Le monde selon Radiohead, documentaire étrange mais néanmoins captivant
Vendredi dernier était diffusé sur Arte le documentaire réalisé par le français Benjamin Clavel « Le monde selon Radiohead ». Le film se propose de sonder la carrière du groupe et d’ausculter les mots/maux que le chanteur disperse depuis leurs débuts sous le nom d’On a Friday jusqu’au dernier album en date A Moon Shaped Pool, soit près de trente ans de musique et autant de messages politico-philosophiques adressés au subconscient de son fidèle auditoire. L’objectif du film est de montrer ce qui dans l’instrumentarium et les textes du groupe fait de Radiohead une entité indissociable de son époque et un symbole de revendications universelles et de contemporanéité.
Les intervenants sont presque tous issus de la sphère littéraire (auteur, biographe, philosophe, romancier), ce qui confère toute son originalité au film, loin des postures à l’honneur traditionnellement dans ce type de documentaires. Chacun d’eux y va ainsi de son parallèle entre le groupe et les thèmes chers aux grandes figures de la littérature que sont George Orwell (la dystopie), Noam Chomsky (la critique de la médiacratie) ou Thomas Pynchon (les concepts scientifiques). L’exemple le plus intéressant de cette intellectualisation est donné avec « Fitter Happier » (Ok Computer) qui schématiserait la posture d’opposition et de sensibilisation à l’œuvre chez Radiohead qu’il faut toutefois distinguer d’un engagement politique manifeste. Parmi les intervenants, l’auteur Michel Delville résume parfaitement l’idée : « Il y a des choses que vous pouvez faire à votre échelle pour améliorer votre sort et il est nécessaire pour arriver à ce but d’être critique, de pratiquer l’art du soupçon qui caractérise toute l’œuvre de Radiohead ». Au gré d’extraits de concerts, de clips, d’interviews de Yorke (trop rares malheureusement) mais aussi d’images sorties de l’imagination du réalisateur, on navigue avec les intervenants autour de nombreux sujets allant du nucléaire aux accidents de voiture, en passant par le « Pay what you want » d’In Rainbows et... le poumon d’acier. Le parti-pris de contextualiser voire de conceptualiser ainsi la production du groupe est très louable et offre un regard neuf sur un groupe dont on croit pourtant tout connaître.

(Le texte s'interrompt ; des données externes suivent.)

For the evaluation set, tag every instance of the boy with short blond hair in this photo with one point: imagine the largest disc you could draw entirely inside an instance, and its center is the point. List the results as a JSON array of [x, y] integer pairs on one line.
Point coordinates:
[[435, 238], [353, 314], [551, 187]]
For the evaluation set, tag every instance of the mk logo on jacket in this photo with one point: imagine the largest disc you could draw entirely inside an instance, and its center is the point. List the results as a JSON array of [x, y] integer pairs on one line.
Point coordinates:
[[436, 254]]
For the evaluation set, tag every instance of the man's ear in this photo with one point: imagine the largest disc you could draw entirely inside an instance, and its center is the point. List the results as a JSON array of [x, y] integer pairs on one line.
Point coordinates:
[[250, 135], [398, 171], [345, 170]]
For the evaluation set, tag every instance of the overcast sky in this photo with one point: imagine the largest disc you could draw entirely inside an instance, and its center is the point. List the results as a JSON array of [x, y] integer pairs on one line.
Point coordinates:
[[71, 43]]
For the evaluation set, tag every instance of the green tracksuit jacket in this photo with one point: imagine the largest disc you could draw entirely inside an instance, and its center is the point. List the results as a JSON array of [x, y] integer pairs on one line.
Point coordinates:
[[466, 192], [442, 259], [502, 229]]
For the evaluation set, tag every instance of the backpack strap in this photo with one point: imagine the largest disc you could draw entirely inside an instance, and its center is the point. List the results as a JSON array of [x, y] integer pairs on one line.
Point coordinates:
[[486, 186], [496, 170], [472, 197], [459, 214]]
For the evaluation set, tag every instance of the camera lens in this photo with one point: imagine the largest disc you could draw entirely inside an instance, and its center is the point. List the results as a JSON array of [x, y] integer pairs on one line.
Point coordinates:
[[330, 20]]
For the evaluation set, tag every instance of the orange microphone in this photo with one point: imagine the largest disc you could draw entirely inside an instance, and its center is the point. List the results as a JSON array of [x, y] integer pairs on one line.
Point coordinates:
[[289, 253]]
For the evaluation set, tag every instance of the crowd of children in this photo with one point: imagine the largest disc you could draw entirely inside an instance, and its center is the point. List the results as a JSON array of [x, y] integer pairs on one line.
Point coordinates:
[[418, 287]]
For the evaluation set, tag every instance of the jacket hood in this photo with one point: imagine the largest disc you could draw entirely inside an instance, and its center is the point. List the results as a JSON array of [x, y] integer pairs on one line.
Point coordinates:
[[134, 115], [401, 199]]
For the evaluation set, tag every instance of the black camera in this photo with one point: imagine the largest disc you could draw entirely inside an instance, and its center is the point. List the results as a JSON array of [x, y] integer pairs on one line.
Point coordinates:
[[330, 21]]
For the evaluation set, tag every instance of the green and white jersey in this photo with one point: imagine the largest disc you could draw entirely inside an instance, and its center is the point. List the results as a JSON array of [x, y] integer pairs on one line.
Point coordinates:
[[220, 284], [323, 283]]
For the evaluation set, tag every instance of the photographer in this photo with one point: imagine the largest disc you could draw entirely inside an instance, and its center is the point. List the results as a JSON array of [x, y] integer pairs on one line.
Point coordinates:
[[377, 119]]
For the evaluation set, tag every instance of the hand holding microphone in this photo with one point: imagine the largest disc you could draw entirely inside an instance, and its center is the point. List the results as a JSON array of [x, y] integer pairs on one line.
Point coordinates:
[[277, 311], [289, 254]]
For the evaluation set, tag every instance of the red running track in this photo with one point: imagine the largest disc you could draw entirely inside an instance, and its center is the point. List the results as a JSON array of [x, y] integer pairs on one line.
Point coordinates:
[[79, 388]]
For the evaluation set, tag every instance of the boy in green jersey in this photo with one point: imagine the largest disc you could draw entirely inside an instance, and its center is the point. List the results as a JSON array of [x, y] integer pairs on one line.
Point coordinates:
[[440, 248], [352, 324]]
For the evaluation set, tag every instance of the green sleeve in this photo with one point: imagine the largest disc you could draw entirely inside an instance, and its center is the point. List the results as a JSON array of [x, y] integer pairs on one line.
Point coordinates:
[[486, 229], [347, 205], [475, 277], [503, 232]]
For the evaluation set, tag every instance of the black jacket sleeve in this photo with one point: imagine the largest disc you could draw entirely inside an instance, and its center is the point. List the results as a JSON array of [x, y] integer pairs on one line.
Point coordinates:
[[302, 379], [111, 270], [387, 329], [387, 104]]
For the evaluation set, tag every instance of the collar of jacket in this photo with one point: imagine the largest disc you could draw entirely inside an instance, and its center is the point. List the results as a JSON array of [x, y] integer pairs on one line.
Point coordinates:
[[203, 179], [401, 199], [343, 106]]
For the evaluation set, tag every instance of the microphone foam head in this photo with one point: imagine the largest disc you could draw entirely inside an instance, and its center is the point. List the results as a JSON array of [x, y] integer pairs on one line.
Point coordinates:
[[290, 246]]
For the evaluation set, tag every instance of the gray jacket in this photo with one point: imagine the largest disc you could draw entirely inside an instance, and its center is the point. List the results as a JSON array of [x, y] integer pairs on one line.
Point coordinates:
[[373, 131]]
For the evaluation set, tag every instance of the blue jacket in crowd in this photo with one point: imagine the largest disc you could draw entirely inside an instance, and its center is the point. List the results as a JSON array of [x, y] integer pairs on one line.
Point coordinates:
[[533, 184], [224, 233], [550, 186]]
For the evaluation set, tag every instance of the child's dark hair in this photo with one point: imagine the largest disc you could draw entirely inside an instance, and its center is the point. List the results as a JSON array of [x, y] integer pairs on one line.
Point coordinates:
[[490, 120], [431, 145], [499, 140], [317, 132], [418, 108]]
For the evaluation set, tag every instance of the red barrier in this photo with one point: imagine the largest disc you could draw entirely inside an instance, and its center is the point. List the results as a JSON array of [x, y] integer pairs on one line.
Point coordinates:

C’est néanmoins un sentiment étrange que laisse ce documentaire, à l’image, au fond, de celui laissé par « Fitter Happier ». Aussi interrogeant soit-il, il nous ferait presque oublier que Radiohead est avant tout un groupe de pop dont l’art est avant tout influencé par le jazz, le rock, l’électronique et la musique classique contemporaine (ce que le vénérable Steve Reich vient heureusement rappeler dans la seconde partie du documentaire), plus que par les tweets débiles de Donald Trump ou les dérives consuméristes. Et c’est d’ailleurs à un acteur-clé de l’histoire que revient le dernier mot au générique pour rappeler la véritable vocation de Radiohead et illustrer toute l’ironie et le paradoxe de ce film.
« Le monde selon Radiohead » est déjà disponible en replay sur le site d’Arte.